Monday 22 September 2008

"The Robber Artist" by Suzette Hartwell

Driven by greed an ancient Egyptian robber stealthily entered a dark tomb one night, all the while fearful of the King's ba flying out of the coffin to confront him with his awful deed. Having made it inside undetected he relaxed momentarily, until the flaming stick he held highlighted the King’s stern face painted onto the wall, his one all-seeing eye staring back, watching him.

The flickering flame served only to enhance the other uncompromising images of the gods on the wall. Although he had painted these very images during the day as a tomb artist and thought them quite serene, by night and in the deathly silence they appeared to be sinister. In his fright, he tripped over a golden casket and called upon favoured god for help, not sensing the irony in his request.

Unaware the heartbeat he could hear was his own, panic now overtook him.
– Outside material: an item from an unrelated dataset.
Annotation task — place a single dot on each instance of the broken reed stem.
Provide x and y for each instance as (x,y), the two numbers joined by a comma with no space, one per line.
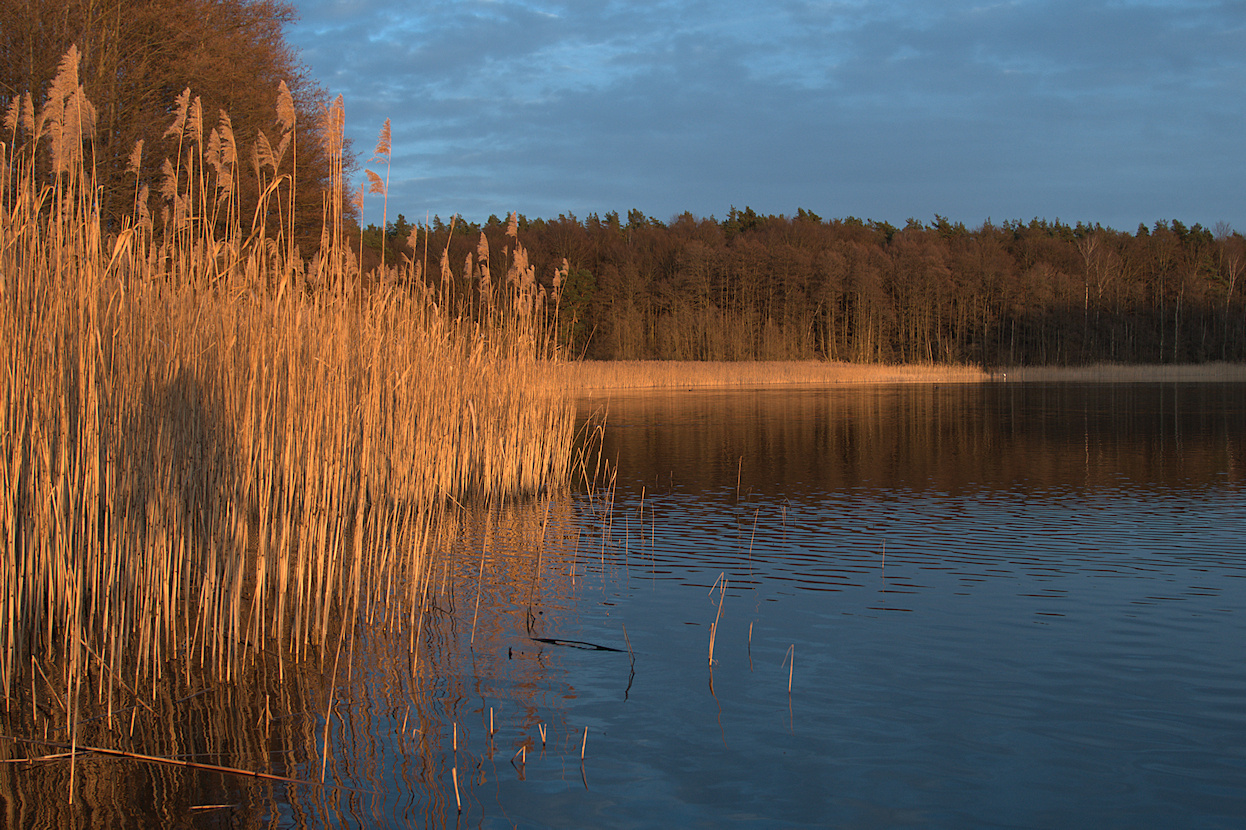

How different it had been a few hours earlier when he had drank several bowls of his porridge-like beer, his confidence swelling along with his belly.

Despite the fear, the lure of golden rewards and unfathomable wealth urged him closer to the body where a golden inlaid pectoral lay within a hands grasp. He lunged toward the mummy, intending to at least take the pectoral as his own. As he seized this precious ornament a loud groan emitted from the walls and filled the chamber.

He was sure now that the King was alive in the room and out for vengeance. The groaning ceiling collapsed in seconds above him, pressing his screaming face into whom he had served in life and cheated in death.

Here he remained for centuries, a mute witness to the truth.



© Suzette Hartwell 2008. Reproduced by kind permission.